自民党の改憲草案では、国家が中心となり、国家を公益としてとらえ、国家のために個人が我慢しなければならないとしている。NHKが「公共放送」であるという場合、視聴者・国民が支払う受信料によって成り立っている「国民のための放送」、個人が知る権利を充足するための放送ということである。放送法4条も政府のためではなく、国民のための規定である - 原告Kさん
NHKの放送が「第4条に違反している」というより、「憲法違反である」といった方がしっくりくるがどうか?
(辰巳弁護士回答)
NHKを権力の側であるととらえると、そのような議論になるかもしれない。我々の裁判は、放送法4条違反によって、視聴者・国民が「知る権利(21条)」を侵害されている、また、受信料を支払って、強制的に見たくもない放送を見せられていて、財産権(29条)が侵害されているなどを主張している。
(佐藤弁護士補足)
憲法論では13条(個人の尊重、生命・自由・幸福追求の権利)も大事である。
自民党改憲草案では「公共の福祉」がすべて「公益の秩序」に変えられている。
日本の裁判所は「憲法違反」の判断をなかなかしない。我々の裁判では憲法をベースに放送法4条に光を当てていきたい。 - 原告Iさん
原告陳述書を作るにあたり、具体的な放送で放送法4条違反の事例を実証しなければならない。詳しく調査した事例を知りたい。
(司会者回答)
放送を語る会のホームページの中に、ニュース報道をモニターした報告書がある。 - 兵庫の会ANさん
土屋英雄氏著書「NHK受信料は拒否できるか」を紹介。昨年12月6日最高裁判決に関連した同氏の「マスコミ市民」誌への投稿記事「深刻化するNHK受信料問題―最高裁大法廷判決は受信料問題を解決しない」を紹介。また、同氏の主張する「スクランブル制度」を紹介。

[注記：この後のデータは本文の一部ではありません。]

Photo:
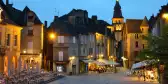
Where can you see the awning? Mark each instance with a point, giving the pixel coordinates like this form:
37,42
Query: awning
99,63
143,64
108,62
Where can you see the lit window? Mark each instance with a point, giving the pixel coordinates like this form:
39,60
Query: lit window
60,54
136,36
74,39
0,37
8,39
15,40
143,46
60,39
136,44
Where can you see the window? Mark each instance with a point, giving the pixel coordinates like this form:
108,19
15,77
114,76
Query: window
30,44
142,30
82,39
15,40
135,53
74,39
60,54
136,36
0,37
30,30
74,52
60,39
90,51
8,39
136,44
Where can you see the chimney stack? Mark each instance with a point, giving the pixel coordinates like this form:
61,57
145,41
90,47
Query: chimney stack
55,18
7,2
94,17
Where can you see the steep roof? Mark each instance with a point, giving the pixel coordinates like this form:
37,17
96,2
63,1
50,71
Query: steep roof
133,25
117,10
16,16
62,24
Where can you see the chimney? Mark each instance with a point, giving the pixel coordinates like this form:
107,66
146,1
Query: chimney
45,24
94,17
7,2
55,18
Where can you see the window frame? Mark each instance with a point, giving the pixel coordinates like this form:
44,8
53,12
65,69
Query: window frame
60,56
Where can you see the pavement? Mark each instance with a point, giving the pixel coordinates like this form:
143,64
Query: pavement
104,78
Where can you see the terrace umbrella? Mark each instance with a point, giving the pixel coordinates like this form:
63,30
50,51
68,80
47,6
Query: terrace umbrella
99,63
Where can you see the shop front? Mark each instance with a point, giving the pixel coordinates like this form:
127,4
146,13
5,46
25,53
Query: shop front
146,70
60,67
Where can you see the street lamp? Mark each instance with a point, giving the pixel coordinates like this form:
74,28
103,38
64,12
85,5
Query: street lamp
165,15
52,36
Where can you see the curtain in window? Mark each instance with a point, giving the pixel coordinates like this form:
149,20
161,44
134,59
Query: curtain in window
60,54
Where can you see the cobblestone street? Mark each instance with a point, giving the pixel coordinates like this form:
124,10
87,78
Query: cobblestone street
105,78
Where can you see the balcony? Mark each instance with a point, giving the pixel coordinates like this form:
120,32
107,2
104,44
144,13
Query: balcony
2,51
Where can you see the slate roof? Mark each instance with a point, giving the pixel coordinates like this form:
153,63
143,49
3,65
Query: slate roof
133,25
117,11
16,16
65,27
145,22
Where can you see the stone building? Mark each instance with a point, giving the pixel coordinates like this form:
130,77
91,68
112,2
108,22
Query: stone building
31,35
10,33
134,32
77,38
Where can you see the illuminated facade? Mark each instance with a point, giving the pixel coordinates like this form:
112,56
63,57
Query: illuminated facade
31,40
81,38
117,27
134,42
10,34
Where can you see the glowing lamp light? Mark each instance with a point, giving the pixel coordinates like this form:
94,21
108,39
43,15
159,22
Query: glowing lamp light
71,58
124,58
24,51
165,15
52,35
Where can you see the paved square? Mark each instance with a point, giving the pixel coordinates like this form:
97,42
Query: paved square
106,78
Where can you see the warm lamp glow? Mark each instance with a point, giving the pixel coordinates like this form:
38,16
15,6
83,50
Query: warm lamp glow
71,58
165,15
24,51
52,35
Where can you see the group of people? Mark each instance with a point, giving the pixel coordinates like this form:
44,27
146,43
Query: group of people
103,69
149,75
26,77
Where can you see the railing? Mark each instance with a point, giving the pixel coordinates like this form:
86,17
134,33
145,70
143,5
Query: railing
2,50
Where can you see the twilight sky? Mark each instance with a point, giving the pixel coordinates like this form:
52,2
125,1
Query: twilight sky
46,9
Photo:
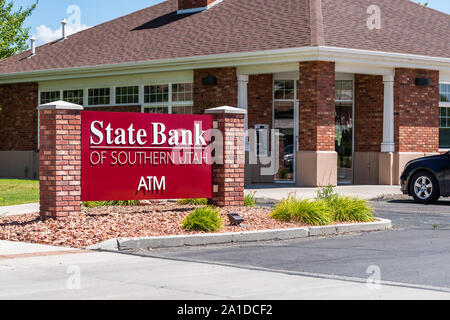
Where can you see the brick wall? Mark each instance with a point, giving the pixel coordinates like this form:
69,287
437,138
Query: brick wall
60,163
368,118
317,106
229,176
136,109
189,4
260,97
222,94
18,116
416,111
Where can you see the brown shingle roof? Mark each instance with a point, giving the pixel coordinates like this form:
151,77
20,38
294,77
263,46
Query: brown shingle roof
234,26
407,27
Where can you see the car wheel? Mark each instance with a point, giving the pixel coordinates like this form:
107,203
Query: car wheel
424,188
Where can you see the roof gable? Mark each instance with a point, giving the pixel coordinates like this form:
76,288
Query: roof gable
234,26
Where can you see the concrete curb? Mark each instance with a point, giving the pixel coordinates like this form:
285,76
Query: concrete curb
133,244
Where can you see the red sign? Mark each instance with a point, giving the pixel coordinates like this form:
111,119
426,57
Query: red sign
134,156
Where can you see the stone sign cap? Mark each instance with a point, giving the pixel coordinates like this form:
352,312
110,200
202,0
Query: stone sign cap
225,109
60,105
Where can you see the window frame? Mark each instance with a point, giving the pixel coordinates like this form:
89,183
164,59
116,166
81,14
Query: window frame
114,97
443,104
259,128
170,104
98,105
74,89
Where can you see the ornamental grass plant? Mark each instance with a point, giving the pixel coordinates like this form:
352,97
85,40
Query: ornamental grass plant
123,203
205,219
312,212
346,209
193,202
327,208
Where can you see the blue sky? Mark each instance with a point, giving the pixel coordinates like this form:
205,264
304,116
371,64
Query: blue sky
46,20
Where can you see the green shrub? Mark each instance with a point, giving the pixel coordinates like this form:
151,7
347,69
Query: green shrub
346,209
193,202
203,219
327,193
249,199
312,212
124,203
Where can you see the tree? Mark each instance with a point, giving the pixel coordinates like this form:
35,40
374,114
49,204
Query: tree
13,34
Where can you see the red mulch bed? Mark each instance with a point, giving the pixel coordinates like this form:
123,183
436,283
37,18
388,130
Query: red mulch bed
96,225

(佐藤弁護士回答)土屋氏の著書は、今回の裁判で証拠として提出している。氏と連絡を取ろうとしたが、外国に行かれていたようで、連絡が取れていない。 - 兵庫の会MNさん
門奈直樹さん(立教大学教授)の水戸での講演を紹介。氏は、昨年12月6日年最高裁判決の問題点は、放送の「公共性とは何か」に全然触れられていないことであると解説。門奈さんはイギリスBBC、放送の「公共性」に詳しく、奈良の会も門奈さんの話を聴いて学んだらどうかとサゼッション。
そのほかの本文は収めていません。